工場長の高柳紀道さん(60)は感慨深げに語る。「黄色のインクが、いちばん早くなくなることが多かったですね」。黄色い表紙は、タウンページのトレードマークとして親しまれてきた。高柳さんは続けて、「無事に印刷が終わり安心する半面、ずっと続けてきたものが幕を閉じる寂しさもあります」と本音を明かした。
この工場自体は今後も業務を継続するが、タウンページを印刷していたフロアは閉鎖が決定している。時代の流れとともに、その役割を終えつつある現場の様子が伝わってくる。
明治時代に始まった「一枚紙」からの歩み
タウンページの起源は、1890年に当時の逓信省が発行を開始した「電話加入者人名表」にある。これは一枚の紙に記された約200件の連絡先リストで、官公庁や銀行、新聞社のほか、大隈重信や渋沢栄一、前島密といった著名人の名前も含まれていた。
この一枚の紙から始まった番号案内サービスは、電話の普及や社会の変化とともに形を変えていった。明治時代のうちに冊子状の形態へと進化し、その後「タウンページ」として全国的に親しまれる存在となっていったのである。
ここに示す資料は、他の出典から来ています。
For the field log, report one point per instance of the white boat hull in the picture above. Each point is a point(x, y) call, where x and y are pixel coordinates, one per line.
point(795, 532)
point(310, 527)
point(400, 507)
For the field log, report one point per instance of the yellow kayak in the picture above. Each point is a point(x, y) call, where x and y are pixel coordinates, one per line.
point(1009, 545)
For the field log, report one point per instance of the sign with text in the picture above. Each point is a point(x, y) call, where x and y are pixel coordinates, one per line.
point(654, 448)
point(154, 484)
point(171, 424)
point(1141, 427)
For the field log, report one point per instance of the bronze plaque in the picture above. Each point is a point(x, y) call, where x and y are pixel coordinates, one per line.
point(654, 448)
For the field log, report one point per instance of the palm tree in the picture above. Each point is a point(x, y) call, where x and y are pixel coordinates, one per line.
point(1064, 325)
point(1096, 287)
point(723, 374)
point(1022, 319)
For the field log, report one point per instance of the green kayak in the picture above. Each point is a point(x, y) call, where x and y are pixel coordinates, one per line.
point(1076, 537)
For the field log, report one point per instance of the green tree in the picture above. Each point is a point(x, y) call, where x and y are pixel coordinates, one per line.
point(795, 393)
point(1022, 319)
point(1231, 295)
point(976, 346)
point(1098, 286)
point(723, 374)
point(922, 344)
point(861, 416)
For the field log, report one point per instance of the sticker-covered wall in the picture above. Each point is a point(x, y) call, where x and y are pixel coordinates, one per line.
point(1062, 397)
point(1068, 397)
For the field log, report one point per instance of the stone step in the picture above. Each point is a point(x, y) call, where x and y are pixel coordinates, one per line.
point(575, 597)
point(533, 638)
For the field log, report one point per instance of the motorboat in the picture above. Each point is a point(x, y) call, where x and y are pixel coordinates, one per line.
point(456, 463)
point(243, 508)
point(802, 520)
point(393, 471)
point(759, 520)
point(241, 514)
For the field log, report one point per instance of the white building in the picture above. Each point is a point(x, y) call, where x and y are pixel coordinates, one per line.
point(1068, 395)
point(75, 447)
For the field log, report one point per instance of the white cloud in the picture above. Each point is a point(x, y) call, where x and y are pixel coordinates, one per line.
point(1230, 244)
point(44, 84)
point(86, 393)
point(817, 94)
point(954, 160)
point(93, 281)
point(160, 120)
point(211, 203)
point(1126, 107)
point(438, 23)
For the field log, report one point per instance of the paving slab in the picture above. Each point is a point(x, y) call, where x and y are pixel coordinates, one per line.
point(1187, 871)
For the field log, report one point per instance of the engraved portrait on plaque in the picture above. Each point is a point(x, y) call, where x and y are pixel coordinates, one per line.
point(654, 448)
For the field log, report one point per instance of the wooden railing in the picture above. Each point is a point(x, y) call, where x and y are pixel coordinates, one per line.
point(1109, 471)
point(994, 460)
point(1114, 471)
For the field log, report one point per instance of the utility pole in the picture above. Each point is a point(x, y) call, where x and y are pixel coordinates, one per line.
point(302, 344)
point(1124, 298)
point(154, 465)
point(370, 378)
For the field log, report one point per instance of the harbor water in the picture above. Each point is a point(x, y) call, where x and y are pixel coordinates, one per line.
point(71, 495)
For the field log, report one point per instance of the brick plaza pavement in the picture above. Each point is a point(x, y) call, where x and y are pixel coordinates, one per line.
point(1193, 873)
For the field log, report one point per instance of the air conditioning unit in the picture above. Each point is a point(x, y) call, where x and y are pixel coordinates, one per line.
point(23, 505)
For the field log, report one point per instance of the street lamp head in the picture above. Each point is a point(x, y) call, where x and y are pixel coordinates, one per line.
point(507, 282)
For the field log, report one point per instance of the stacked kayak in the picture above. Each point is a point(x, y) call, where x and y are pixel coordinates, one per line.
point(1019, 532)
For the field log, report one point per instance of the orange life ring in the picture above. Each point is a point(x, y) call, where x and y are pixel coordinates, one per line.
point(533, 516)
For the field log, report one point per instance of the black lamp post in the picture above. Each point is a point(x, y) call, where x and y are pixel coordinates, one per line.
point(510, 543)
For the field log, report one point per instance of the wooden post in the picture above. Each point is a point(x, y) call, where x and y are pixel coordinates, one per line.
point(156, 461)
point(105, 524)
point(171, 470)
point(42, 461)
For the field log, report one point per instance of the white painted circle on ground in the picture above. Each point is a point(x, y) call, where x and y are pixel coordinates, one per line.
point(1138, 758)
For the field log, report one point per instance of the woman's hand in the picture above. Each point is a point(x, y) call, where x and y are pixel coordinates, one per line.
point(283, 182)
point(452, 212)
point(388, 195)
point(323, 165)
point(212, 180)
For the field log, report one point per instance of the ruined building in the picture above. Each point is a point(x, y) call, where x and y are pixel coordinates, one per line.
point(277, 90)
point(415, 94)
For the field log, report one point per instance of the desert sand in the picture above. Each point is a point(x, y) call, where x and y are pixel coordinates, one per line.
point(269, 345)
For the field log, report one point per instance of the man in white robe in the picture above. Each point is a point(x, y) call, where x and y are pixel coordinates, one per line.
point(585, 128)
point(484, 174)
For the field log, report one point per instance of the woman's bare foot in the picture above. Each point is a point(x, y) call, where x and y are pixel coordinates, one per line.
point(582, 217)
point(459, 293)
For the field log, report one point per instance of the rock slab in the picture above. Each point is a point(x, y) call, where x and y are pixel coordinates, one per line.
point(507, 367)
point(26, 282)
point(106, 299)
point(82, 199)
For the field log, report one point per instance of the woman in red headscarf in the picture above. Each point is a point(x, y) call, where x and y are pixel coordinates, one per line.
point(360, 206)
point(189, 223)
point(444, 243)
136年にわたる歴史の中で、タウンページは単なる電話帳を超え、「街の百科事典」としての役割を果たしてきた。地域の事業者情報を網羅的に掲載することで、地域経済の活性化にも貢献してきた側面は大きい。
デジタル化の波とサービスの変遷
インターネットやスマートフォンの普及に伴い、紙の電話帳の需要は年々減少してきた。オンライン検索やデジタルマップの利便性が高まる中で、分厚い冊子をめくって情報を探すという行為そのものが、時代遅れと感じられるようになってきたのである。
NTTでは以前から、タウンページのデジタル化やオンラインサービスへの移行を進めてきたが、ついに紙媒体の発行終了という決断に至った。これは単に一つの商品が消えるというだけでなく、情報アクセスの方法そのものが根本から変わったことを象徴する出来事と言えるだろう。
地域に根ざした情報源として長年親しまれてきたタウンページの終焉は、多くの人々にノスタルジーを感じさせるものとなっている。同時に、情報技術の進歩がもたらす社会の変化を改めて実感させる出来事でもある。